Outlining the internal export barriers, de Mel said Sri Lanka has been reeling with an acute problem of efficiency because of the delay in bureaucracy at all levels of the state sector. 
For instance Sri Lanka has been trying to process documents electronically and accept e-signatures since the mid 1990s, but failed to get the project off the ground for over two decades. 
According to de Mel, this is not due to the absence of the required law to that effect, but due to non-implementation of the law by the bureaucrats. 
Processing electronic documents and accepting e-signatures makes an exporter’s life much easier and also significantly results in lower costs.  
“Even a tiny little African country like Senegal accepts electronic signatures”.
“Sri Lanka has been systematically falling behind. And these are administrative and informational problems that we are facing inside our own country that prevent us from making progress,” de Mel remarked. 
Sri Lanka passed a law on electronic document processing and acceptance of e-signatures back in 2006 but the bureaucracy who are tasked with implementing the law has resisted it for over 10 years. 
According to statistics presented by de Mel, Malaysia has seen the document processing time being reduced from 12 hours to 15 minutes after migrating into electronic processing. Besides, the cargo turnaround time has also come down from 4 days to 2 days. 

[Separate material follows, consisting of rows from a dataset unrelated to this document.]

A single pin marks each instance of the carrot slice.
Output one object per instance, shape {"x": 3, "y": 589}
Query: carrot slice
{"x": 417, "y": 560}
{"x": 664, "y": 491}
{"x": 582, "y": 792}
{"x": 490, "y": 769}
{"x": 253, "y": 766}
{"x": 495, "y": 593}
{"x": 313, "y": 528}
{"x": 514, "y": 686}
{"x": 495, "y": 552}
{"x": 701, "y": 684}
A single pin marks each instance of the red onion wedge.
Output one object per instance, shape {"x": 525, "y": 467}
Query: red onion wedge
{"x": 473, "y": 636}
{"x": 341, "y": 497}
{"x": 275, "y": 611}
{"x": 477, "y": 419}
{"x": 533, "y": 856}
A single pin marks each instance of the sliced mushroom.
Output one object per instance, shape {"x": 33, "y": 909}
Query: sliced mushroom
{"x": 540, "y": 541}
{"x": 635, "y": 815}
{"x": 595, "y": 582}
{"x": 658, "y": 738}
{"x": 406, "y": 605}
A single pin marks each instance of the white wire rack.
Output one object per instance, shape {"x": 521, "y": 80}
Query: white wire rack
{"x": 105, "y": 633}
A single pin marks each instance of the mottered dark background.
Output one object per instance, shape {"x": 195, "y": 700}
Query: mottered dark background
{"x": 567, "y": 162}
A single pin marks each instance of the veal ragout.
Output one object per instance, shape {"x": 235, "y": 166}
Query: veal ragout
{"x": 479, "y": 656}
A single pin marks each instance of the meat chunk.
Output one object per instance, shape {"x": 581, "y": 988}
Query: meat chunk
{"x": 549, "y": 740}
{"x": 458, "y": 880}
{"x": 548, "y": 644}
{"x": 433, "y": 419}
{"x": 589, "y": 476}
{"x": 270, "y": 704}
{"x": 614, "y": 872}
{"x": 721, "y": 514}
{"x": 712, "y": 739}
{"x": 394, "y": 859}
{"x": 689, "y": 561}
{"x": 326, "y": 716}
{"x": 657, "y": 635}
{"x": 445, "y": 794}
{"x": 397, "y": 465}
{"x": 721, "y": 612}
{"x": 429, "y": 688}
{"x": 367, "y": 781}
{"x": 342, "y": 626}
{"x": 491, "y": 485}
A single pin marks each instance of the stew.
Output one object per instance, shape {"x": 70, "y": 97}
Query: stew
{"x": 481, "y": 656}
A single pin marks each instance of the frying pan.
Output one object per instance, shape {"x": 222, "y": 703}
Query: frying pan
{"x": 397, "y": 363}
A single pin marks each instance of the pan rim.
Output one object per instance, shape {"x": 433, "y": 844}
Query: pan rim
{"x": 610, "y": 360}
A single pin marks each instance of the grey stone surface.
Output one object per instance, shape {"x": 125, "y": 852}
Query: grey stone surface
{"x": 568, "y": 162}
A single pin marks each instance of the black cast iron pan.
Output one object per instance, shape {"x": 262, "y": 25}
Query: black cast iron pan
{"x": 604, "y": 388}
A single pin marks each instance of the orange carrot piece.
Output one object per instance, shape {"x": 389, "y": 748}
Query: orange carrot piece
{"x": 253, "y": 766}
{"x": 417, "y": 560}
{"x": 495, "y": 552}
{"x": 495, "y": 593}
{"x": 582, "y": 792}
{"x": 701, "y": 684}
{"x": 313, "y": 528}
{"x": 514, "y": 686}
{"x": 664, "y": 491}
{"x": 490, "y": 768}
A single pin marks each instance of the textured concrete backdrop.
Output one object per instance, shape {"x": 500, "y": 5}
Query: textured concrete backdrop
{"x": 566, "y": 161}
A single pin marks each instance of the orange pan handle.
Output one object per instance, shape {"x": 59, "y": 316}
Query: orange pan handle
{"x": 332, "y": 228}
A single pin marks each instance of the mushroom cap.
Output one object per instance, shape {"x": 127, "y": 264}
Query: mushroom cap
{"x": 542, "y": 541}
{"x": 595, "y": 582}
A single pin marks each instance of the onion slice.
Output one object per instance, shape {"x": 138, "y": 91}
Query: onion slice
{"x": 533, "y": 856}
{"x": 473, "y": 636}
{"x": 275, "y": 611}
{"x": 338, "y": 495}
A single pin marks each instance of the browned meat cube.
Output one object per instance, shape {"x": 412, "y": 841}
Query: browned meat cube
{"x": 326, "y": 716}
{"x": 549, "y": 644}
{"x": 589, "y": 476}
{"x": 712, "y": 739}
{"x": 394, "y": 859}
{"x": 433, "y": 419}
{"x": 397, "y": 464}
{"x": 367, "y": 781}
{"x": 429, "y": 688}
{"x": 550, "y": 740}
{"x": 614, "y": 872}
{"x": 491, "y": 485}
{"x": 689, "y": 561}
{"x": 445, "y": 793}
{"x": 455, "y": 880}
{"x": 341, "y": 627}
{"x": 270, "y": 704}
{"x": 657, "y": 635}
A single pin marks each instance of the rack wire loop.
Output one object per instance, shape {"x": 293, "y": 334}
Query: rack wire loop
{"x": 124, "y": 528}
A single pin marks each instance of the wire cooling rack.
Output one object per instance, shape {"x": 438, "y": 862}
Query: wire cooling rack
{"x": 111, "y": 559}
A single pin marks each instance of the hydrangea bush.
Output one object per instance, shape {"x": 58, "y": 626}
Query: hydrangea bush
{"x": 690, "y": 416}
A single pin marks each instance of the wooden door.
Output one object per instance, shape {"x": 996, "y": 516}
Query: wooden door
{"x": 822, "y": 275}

Highlighting another shortcoming, de Mel said Sri Lanka does not have a national trade portal, which is a basic necessity for the exporters to access the important changes in policies and procedures. 
He pointed out that such portals are available in less developed countries like Bangladesh, Philippines, Myanmar and Cambodia.  
Sri Lanka’s export earnings have been in a downward spiral from around 33 percent of gross domestic product (GDP) in 2000 to 12.7 percent of GDP in 2015. 
However, the country’s policy makers have come up with lofty targets to triple the exports earnings from the current US $ 10 billion to US $ 30 billion in just less than 4 years. 
Making another shocking revelation, de Mel said Sri Lanka’s post harvest loss in agriculture trade is anywhere between 20 percent to 40 percent, which must be addressed on a priority basis as such could not be solved with any number of FTAs that the government is mulling to enter into with.